Method Of Cooling A Gas And Removing Moisture Therefrom

Abstract

The method of chilling a gas that contains moisture and simultaneously condensing and removing the moisture to prevent the condensate being blown in substantial amounts with the chilled gas in which the moisture containing gas is blown sideways across upright solid surfaces that are chilled to a temperature less than the dew point of the gas to form condensate on the surfaces, intercepting the condensate and directing it in paths of low surface tension along the surfaces and out of the gas stream.

Parent Case Text

CROSS REFERENCE TO RELATED APPLICATION

This application is a continuation of our copending application Ser. No. 807,492, filed Mar. 17, 1969, now abandoned.

Description

BACKGROUND OF THE INVENTION

The chilling of gas such as air containing substantial amounts of moisture such as water vapor to condense the moisture therefrom is widely practiced especially in summertime air conditioning. Customarily the air is blown through chilled surfaces such as the surfaces of tube and fin heat exchangers to cool the air and condense the moisture. The resulting condensate which collects on the solid surfaces tends to be blown along with the air and particularly where the moisture content is high condensate is frequently blown from the surfaces to the exterior so that the downstream areas of the flowing air become wet. The method of this invention prevents this as the condensed moisture is intercepted before it can get beyond the surfaces on the downstream side and is directed in paths of relatively low surface tension away from the main air stream.

BRIEF DESCRIPTION OF THE DRAWINGS

FIG. 1 is a semi-diagrammatic elevation, partially in section, of an air cooling system embodying the invention.

FIG. 2 is a vertical sectional view through the heat exchanger matrix of the system of FIG. 1 taken substantially along line 2--2 of FIG. 3.

FIG. 3 is a fragmentary vertical sectional view through the matrix and taken substantially along line 3--3 of FIG. 2.

FIG. 4 is a detail sectional view through a portion of the fin structure and taken substantially along line 4--4 of FIG. 3.

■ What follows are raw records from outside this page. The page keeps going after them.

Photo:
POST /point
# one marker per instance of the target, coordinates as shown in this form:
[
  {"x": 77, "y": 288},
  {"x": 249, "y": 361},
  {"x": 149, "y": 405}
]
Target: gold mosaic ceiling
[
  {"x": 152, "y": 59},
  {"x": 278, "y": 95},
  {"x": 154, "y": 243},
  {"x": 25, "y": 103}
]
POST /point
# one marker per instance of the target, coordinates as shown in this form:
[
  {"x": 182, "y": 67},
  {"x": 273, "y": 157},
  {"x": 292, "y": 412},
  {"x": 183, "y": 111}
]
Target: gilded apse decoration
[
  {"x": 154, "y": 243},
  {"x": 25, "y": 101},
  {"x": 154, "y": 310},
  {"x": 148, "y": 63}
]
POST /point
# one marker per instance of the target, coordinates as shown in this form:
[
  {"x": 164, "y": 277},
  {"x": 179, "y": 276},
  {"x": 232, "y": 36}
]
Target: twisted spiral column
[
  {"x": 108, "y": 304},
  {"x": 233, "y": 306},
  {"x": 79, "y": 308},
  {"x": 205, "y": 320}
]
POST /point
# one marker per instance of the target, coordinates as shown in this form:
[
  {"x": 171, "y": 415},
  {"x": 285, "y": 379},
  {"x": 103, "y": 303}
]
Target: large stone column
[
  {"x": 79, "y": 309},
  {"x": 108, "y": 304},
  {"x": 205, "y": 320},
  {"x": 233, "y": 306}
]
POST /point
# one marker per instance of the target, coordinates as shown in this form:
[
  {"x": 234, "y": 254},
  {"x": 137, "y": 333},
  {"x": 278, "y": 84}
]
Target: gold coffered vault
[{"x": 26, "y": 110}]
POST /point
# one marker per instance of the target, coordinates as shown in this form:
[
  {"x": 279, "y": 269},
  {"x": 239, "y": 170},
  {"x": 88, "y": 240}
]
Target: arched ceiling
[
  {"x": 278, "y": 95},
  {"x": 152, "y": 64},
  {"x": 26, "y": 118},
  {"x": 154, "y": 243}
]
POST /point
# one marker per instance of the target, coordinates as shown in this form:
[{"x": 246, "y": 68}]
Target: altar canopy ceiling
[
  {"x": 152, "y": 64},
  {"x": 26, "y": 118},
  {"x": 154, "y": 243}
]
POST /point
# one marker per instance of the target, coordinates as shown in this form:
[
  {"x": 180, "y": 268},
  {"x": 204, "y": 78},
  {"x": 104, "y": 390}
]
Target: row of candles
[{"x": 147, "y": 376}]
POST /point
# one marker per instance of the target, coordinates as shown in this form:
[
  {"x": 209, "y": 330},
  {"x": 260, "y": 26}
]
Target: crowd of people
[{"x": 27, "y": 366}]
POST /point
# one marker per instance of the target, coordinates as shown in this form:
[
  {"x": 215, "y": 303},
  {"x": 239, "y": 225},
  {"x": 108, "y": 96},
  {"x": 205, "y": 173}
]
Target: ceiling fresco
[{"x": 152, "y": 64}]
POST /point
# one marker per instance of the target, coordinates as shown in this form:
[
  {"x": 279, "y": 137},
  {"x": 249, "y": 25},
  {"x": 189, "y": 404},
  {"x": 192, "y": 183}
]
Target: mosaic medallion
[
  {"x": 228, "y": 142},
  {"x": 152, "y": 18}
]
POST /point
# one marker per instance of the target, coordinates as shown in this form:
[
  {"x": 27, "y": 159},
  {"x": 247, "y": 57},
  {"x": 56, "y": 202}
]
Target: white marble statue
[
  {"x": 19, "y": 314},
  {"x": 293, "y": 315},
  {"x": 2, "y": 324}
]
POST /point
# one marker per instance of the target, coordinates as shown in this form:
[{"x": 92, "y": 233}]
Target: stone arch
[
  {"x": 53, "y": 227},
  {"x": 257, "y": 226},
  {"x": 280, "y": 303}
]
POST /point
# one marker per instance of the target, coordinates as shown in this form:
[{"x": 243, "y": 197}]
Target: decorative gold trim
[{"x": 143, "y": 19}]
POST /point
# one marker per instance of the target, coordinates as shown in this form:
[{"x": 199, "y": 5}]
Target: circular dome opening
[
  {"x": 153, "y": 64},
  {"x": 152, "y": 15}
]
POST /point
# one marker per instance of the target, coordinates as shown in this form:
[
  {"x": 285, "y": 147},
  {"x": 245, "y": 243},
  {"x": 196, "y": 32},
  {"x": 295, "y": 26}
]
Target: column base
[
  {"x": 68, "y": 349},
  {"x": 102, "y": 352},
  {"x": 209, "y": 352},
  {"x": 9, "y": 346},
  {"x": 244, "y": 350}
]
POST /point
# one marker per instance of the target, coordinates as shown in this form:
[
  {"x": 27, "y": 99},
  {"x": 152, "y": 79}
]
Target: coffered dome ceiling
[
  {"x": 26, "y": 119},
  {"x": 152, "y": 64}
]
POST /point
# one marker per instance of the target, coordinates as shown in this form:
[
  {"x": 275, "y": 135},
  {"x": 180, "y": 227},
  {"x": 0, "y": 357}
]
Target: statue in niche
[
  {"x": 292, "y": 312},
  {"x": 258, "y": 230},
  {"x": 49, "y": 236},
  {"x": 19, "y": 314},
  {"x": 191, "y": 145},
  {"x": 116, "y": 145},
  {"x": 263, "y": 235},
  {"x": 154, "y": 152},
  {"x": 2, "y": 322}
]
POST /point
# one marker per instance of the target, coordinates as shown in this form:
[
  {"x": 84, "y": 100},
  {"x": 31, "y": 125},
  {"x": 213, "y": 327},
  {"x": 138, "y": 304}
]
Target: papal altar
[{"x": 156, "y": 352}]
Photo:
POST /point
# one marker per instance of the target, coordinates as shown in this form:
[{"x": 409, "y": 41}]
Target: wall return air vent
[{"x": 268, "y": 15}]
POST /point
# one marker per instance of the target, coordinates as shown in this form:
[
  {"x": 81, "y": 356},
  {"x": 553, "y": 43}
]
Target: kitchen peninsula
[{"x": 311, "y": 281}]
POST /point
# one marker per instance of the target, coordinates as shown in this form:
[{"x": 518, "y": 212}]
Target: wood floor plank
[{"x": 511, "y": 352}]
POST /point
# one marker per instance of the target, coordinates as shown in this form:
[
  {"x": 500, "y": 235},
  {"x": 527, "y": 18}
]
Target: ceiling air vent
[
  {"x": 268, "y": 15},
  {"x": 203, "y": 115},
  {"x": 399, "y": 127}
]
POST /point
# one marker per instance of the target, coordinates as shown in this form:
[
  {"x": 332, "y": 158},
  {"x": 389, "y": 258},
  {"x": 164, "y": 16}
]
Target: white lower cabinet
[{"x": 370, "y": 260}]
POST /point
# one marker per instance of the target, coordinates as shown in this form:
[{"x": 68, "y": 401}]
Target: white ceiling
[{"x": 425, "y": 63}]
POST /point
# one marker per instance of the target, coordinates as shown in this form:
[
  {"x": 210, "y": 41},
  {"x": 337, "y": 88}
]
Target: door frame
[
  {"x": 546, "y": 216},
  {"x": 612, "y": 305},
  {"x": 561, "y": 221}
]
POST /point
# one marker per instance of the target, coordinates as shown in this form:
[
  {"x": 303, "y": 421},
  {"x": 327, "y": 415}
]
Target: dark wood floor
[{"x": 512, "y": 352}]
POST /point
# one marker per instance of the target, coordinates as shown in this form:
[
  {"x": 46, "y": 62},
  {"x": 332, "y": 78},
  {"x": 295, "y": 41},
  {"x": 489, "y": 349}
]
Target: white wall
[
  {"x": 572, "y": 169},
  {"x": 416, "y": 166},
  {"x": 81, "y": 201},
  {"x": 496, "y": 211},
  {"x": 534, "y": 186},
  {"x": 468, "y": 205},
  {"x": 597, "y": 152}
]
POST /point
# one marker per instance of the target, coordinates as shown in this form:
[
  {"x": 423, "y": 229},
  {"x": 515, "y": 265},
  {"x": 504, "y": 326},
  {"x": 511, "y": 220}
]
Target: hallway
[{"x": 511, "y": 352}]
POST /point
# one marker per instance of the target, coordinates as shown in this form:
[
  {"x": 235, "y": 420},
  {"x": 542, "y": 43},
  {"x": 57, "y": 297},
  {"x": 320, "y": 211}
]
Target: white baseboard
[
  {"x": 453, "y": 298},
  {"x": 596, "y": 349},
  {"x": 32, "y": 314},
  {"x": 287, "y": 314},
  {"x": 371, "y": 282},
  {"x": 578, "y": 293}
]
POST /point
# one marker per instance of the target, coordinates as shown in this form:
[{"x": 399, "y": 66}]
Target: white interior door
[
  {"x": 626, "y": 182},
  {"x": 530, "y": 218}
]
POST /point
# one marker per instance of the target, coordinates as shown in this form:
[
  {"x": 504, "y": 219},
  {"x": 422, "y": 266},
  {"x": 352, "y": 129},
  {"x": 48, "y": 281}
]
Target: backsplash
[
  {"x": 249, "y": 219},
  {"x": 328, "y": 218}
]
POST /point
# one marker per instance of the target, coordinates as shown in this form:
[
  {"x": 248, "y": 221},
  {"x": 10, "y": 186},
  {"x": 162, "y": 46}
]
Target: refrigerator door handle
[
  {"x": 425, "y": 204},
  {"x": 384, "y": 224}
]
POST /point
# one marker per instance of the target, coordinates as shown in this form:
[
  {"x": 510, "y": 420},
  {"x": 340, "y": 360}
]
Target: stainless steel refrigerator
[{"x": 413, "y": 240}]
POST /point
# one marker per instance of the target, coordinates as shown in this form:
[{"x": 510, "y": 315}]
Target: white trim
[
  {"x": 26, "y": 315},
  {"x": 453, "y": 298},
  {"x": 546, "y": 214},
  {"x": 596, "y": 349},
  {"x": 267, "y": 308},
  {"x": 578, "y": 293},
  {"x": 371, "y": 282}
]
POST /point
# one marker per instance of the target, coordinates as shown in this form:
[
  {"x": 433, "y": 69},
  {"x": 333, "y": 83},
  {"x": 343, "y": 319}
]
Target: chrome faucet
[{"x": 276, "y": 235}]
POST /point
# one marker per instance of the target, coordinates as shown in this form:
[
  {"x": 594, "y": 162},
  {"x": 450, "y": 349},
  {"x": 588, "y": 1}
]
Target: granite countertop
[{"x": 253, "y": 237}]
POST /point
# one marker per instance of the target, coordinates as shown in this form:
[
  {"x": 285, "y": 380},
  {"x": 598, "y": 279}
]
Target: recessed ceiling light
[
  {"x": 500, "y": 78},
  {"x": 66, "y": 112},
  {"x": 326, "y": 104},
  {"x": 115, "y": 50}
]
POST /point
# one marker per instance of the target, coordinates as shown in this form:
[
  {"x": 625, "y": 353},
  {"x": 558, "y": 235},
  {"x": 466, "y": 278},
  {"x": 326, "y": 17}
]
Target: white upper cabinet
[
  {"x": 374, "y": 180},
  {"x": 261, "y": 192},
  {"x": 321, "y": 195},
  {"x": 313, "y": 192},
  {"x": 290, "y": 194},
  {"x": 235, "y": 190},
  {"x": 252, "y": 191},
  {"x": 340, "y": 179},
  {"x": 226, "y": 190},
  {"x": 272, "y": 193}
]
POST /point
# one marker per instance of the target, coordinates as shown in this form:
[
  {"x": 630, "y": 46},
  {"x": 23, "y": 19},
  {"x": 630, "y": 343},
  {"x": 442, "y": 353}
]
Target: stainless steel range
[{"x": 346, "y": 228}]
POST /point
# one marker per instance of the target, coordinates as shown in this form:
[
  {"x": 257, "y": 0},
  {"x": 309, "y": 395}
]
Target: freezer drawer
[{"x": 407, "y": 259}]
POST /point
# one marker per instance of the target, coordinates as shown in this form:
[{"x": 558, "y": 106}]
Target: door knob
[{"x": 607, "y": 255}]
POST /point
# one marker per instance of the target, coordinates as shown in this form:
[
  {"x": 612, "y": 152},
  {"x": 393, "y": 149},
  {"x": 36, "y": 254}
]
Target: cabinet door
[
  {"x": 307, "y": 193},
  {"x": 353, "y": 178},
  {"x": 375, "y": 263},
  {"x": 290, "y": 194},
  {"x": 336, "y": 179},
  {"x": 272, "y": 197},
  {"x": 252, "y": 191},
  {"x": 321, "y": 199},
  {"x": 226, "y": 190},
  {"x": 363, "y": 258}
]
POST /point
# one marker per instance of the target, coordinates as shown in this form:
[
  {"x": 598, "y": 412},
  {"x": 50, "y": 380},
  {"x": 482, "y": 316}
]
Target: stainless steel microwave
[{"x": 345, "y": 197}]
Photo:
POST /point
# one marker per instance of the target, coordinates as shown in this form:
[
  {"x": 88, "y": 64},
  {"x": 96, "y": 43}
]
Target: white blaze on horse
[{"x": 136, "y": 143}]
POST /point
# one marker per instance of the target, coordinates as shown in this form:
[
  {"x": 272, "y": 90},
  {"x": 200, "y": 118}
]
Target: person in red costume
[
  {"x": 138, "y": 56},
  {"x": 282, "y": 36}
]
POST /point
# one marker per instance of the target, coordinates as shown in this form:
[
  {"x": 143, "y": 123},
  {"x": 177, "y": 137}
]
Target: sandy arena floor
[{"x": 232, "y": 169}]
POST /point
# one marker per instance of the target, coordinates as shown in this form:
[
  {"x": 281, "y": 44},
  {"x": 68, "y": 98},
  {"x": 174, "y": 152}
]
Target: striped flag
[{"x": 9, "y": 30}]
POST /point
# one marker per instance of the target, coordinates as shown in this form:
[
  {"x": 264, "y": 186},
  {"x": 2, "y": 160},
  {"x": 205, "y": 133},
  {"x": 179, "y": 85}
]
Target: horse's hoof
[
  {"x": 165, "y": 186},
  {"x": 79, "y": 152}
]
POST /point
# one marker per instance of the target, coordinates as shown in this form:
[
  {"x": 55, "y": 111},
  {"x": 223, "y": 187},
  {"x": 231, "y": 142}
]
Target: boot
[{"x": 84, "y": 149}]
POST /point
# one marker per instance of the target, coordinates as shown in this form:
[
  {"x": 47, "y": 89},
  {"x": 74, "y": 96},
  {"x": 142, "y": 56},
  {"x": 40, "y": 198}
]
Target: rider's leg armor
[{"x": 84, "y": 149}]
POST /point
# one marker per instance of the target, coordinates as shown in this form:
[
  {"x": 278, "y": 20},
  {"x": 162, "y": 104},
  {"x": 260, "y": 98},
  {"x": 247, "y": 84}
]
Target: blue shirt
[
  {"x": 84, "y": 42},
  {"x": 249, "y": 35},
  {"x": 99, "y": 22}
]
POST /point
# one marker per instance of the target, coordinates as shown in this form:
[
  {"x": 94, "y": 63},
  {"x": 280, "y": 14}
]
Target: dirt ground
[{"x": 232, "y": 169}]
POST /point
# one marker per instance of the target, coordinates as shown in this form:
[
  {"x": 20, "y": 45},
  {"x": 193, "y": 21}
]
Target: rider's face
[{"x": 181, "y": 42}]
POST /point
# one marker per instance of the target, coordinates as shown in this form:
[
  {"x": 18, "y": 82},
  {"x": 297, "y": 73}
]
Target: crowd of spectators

DESCRIPTION OF THE PREFERRED EMBODIMENT

A system for practicing the method of the invention is disclosed in the drawings of which FIG. 1 shows semidiagrammatically a system comprising a housing 10 formed as a conduit in one end of which is positioned an ordinary air blower 11 which exits into a chamber 12 that forms a part of the housing 10. Located within the chamber 12 is a heat exchanger matrix 13 that comprises back and forth passes of a refrigerant conduit defining a plurality of spaced heat conducting cooling tubes 14 that are generally horizontal and connected by end tubular bends 15 in the customary manner.

The matrix 13 also comprises a plurality of upright spaced heat conducting fins 16 that are arranged edgewise to the direction of the stream of moisture containing gas, here shown as air, indicated by the air flow arrows 17. The tubes 14 including the tubular bends 15 and the fins 16 are of heat conducting material such as metal and particularly aluminum or copper.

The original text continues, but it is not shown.